But these costs are part of the facility’s expansion this year, including adding more than 100 beds as it grows programs and takes over healthcare services from smaller rural providers that have scaled back or closed.

J.W. Ruby, the flagship hospital for WVU Medicine, offers higher pay for certain shifts, tuition reimbursement, $10,000 signing bonuses and free housing for staff who live at least 60 miles away.

Next year, the hospital is considering paying college tuition for the family members of long-time nurses to keep them in West Virginia.

“We’ll do whatever we need to do,” said Doug Mitchell, vice president and chief nursing officer of WVU Medicine-WVU Hospitals.

NOT LIKE OTHER SHORTAGES

Nursing shortages have occurred in the past, but the current crisis is far worse.

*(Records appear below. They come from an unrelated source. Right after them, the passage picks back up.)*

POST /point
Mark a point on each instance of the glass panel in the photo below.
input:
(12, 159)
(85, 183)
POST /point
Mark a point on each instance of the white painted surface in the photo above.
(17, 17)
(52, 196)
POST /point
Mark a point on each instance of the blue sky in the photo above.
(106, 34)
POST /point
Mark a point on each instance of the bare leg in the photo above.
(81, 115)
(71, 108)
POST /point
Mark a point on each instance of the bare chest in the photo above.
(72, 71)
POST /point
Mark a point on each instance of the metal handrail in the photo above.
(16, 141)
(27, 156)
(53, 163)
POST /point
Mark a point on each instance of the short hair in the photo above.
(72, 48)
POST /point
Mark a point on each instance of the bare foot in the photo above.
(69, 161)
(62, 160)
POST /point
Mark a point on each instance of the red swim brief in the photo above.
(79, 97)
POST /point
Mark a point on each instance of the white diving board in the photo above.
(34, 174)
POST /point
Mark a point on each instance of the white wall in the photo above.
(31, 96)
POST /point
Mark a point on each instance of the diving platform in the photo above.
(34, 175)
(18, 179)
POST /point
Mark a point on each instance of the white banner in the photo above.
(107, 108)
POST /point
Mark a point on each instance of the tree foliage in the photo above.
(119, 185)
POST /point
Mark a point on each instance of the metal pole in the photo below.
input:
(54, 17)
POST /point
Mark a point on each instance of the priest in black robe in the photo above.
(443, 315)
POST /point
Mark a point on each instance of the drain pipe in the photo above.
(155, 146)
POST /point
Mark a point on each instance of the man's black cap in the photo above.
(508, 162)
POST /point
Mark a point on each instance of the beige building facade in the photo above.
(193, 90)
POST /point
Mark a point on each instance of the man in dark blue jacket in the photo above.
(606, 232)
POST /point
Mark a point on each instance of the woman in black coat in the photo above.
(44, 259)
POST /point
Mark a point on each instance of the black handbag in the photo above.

The Bureau of Labor Statistics estimates there will be more than a million registered nurse openings by 2024, twice the rate seen in previous shortages.

A major driver is the aging of the baby boomer generation, with a greater number of patients seeking care, including many more complex cases, and a new wave of retirements among trained nurses.

Industry experts, from hospital associations to Wall Street analysts, say the crisis is harder to address than in the past. A faculty shortage and too few nursing school slots has contributed to the problem.

Hospitals seek to meet a goal calling for 80 percent of nursing staff to have a four-year degree by 2020, up from 50 percent in 2010. They also face more competition with clinics and insurance companies that may offer more flexible hours.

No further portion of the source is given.